Numerous examples of mines are known all over Europe (Craddock 1980, Mohen 1992 and 1996, Shennan 1999, Bartelheim et al. 2003) from the east: Rudna Glava (Serbia), Ai Bunar (Bulgaria); to the west: Mount Gabriel (Ireland), Great Orme, Alderley Edge (United Kingdom); crossing Central Europe: Mitterberg (Salzach, Austria), Neuchâtel (Switzerland), Cabrierés (France); to the south: Riotinto, Mola Alta de Serelles (Spain); and the Mediterranean: Corsica, Cyprus, and the Cyclades islands. It is remarkable that, usually, it is not a single mine but a complex, with a variable, large number of mineshafts, as in Rudna Glava (30) or Mount Gabriel (31).

Techniques and tools

The techniques observed in all of them are quite similar. Basically they used the thermic alteration or firesetting (Mohen 1992, Craddock 1995, Eiroa et al. 1996, Timberlake 2003).

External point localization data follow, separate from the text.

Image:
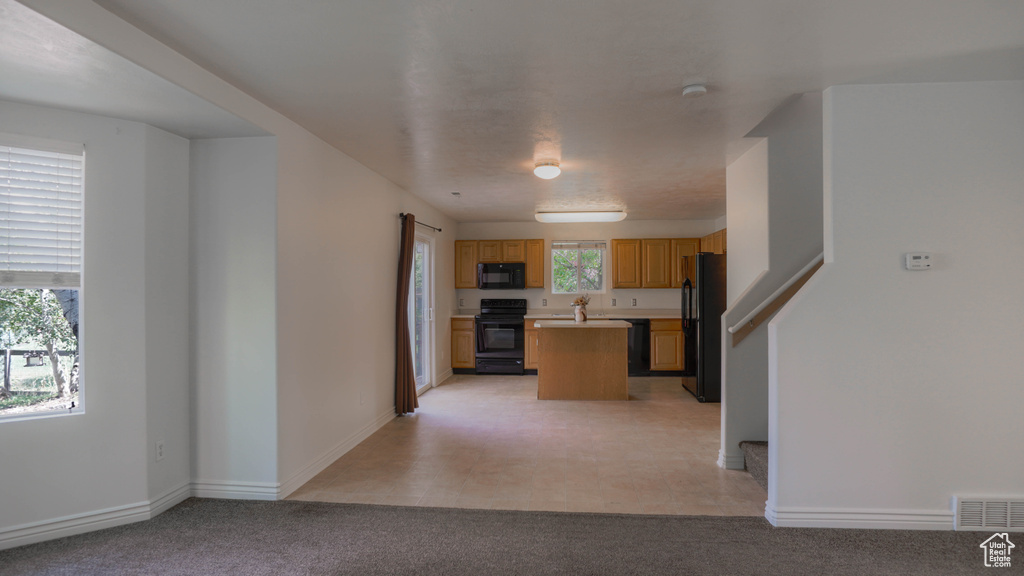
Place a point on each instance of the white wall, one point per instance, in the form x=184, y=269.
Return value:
x=338, y=232
x=233, y=292
x=774, y=200
x=62, y=474
x=646, y=298
x=167, y=331
x=893, y=391
x=747, y=204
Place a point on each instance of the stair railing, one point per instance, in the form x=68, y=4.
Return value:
x=775, y=301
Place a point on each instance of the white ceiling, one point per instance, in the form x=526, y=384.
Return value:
x=45, y=64
x=457, y=95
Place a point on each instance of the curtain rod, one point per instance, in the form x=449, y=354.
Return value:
x=402, y=216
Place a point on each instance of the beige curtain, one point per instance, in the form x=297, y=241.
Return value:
x=404, y=374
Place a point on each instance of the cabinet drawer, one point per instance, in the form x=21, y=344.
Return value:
x=463, y=324
x=666, y=324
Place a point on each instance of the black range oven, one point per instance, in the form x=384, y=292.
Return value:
x=500, y=336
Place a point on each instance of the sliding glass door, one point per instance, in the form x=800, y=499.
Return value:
x=421, y=312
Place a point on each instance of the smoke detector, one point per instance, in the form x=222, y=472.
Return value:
x=694, y=90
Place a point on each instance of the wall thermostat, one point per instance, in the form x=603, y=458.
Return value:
x=919, y=260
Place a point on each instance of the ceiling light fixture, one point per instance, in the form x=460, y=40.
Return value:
x=554, y=217
x=694, y=90
x=547, y=170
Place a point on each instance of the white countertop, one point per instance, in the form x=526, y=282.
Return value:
x=588, y=324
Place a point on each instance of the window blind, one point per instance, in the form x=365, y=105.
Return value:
x=40, y=217
x=578, y=244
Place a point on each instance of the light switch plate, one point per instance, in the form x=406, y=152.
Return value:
x=919, y=260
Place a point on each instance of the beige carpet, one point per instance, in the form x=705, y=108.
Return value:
x=214, y=537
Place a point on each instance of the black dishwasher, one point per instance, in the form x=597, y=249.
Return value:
x=639, y=344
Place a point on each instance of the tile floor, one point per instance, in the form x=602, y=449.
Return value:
x=486, y=442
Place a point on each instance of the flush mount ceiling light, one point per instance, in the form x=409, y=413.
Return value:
x=547, y=170
x=553, y=217
x=694, y=90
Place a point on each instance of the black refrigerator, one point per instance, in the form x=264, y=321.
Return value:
x=704, y=303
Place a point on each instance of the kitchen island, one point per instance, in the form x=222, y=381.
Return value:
x=582, y=361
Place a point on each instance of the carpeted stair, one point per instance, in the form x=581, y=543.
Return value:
x=756, y=456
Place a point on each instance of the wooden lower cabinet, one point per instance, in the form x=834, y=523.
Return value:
x=463, y=342
x=531, y=333
x=667, y=344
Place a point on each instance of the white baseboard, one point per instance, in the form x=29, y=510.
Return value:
x=89, y=522
x=731, y=460
x=169, y=499
x=880, y=519
x=235, y=490
x=328, y=457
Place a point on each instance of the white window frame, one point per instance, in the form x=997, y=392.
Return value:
x=581, y=245
x=62, y=275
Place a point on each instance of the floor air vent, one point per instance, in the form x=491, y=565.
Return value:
x=990, y=513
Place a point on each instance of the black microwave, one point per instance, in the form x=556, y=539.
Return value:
x=501, y=277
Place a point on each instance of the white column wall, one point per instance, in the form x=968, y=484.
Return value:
x=338, y=232
x=893, y=391
x=774, y=200
x=69, y=474
x=167, y=331
x=233, y=336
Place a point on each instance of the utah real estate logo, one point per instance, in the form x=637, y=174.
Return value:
x=997, y=549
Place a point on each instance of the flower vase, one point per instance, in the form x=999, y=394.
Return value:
x=581, y=314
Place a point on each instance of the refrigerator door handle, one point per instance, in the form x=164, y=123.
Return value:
x=687, y=303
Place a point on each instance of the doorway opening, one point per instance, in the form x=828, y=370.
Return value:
x=421, y=312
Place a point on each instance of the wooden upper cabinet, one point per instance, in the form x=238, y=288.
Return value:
x=465, y=263
x=683, y=261
x=535, y=263
x=488, y=250
x=513, y=250
x=656, y=270
x=626, y=263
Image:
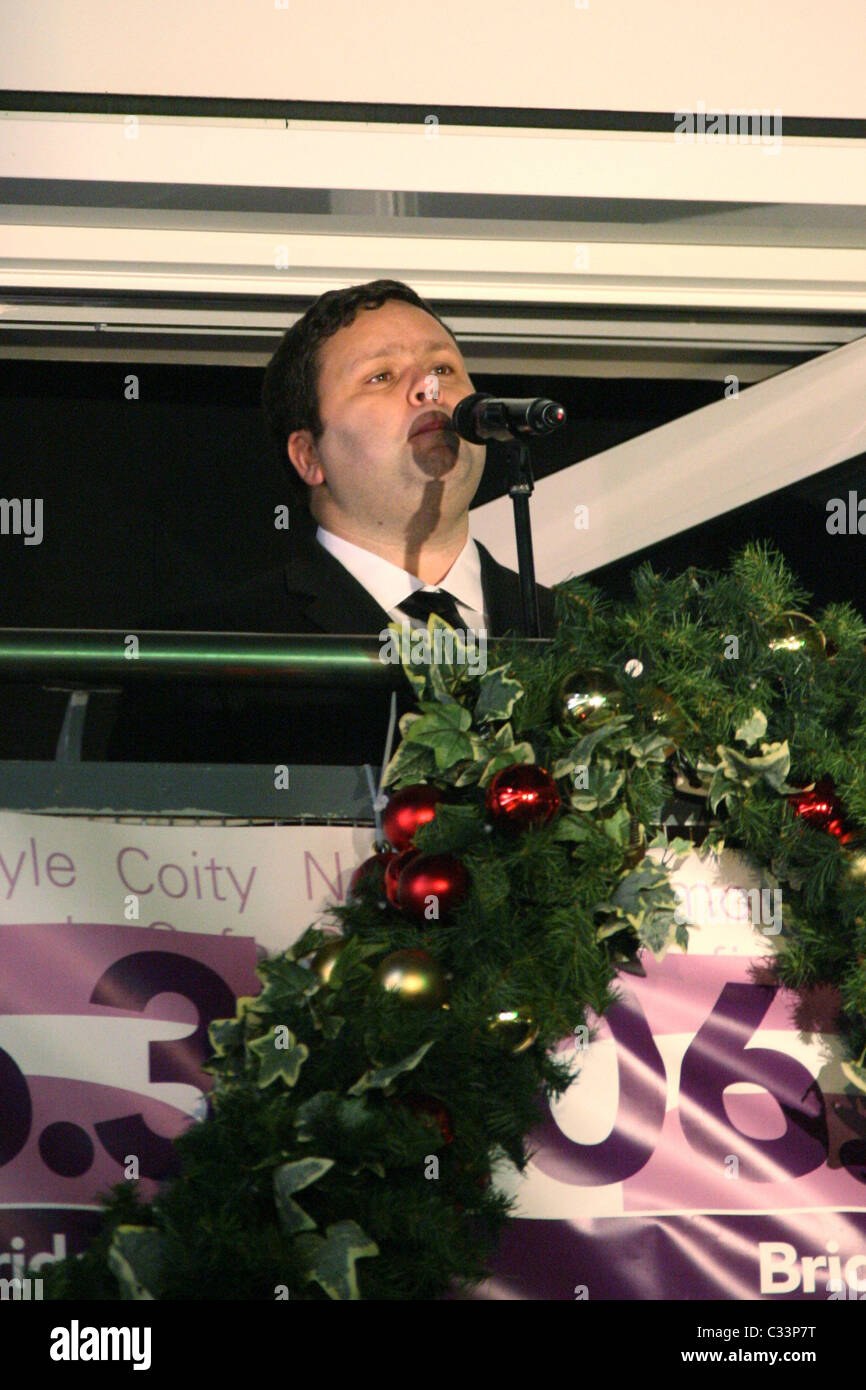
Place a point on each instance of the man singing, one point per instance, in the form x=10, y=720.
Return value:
x=359, y=399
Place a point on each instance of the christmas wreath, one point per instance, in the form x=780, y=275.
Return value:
x=363, y=1098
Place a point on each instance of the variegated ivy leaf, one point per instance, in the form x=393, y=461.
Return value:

This consists of applying fire to the rock and then pouring water over it: the rapid changes of temperature will cause cracks within the rocks that can be totally broken with the help of mauls and picks. Then the useful masses were selected, crushed and transported to the production centre that could be in the surrounding area (Mitterberg) or far away (Rudna Glava).

The mines were exploited in extremely efficient and clever ways, according to the technology available (Jovanovic 1980, Craddock 1995, Timberlake 2003). The entire convenient mineral was collected and the abandon shafts carefully refilled with gangue and rocks (Mohen 1992; 85). For example, at Mount Gabriel, it was estimated that they extracted the astonishing number of 32,570.15 tonnes (35,902.44 tons) of rock, gangue and ore. The usable amount of copper was 162.85 tonnes and the final smelting finished metal was 146.56 tonnes (Jackson 1980; 24). The entire process was thoroughly described in 1744 by Lewis Morris, Crown Mineral Agent for Cardiganshire, and, incidentally, antiquarian (Timberlake, 2003, 22):

Their method seems to be this. They make a great fire of wood in the bottom of their rakes which were always open up on that account, and when the rock was sufficiently hot they cast water upon it, which shiver’d it; and then with stone wedges, which they drove in with other stones, they work’d their way through the hardest rocks, tho’ but slowly.

The tools employed are mainly presented in Lewis' observations, but other ones have been recovered in archaeological context:

Society

The information available about the people of the Copper Age has not substantially increased along with the number of archaeological sites. Several ideas have been proffered, one of the most followed is that the metal itself did not bring abrupt transformation into the people's life (Cunliffe 1998) or even more that ‘early copper does not produce anything useful at all’ (Renfrew 1986, 146), meaning with this that with the copper, they produced mainly jewellery and, overall, weapons that obviously were not within reach of the majority of the population but only to privileged individuals. In other words, the real importance of the metal is not utilitarian but social. This is a suitable explanation about the rising of Great Cultures of Metal such as Vinča culture (Ex-Yugoslavia) Tiszapolgar and Unetice culture (Central Europe), Remedello and Rinaldone (Italy), Montagne Noire (France), El Argar and Targas (Spain), etc.

Male tomb of Varna (Bulgaria). 5th millennium BC.

As the period moved forward, especially around the 3rd millennium, new and complex realities would appear strongly linked to the metal, like the impressive fortified villages of Los Millares (Spain), Vila Nova de Sao Pedro (Portugal) or the more modest cairn next to Copa Hill (United Kingdom) apparently destinated to control the centres of extraction, or the equally stunning and generalized cultural phenomenons of Megalithism, Rock Art, Bell Beakers Vessels… that are known from Scandinavia to the South of Spain and from Scotland to Turkey.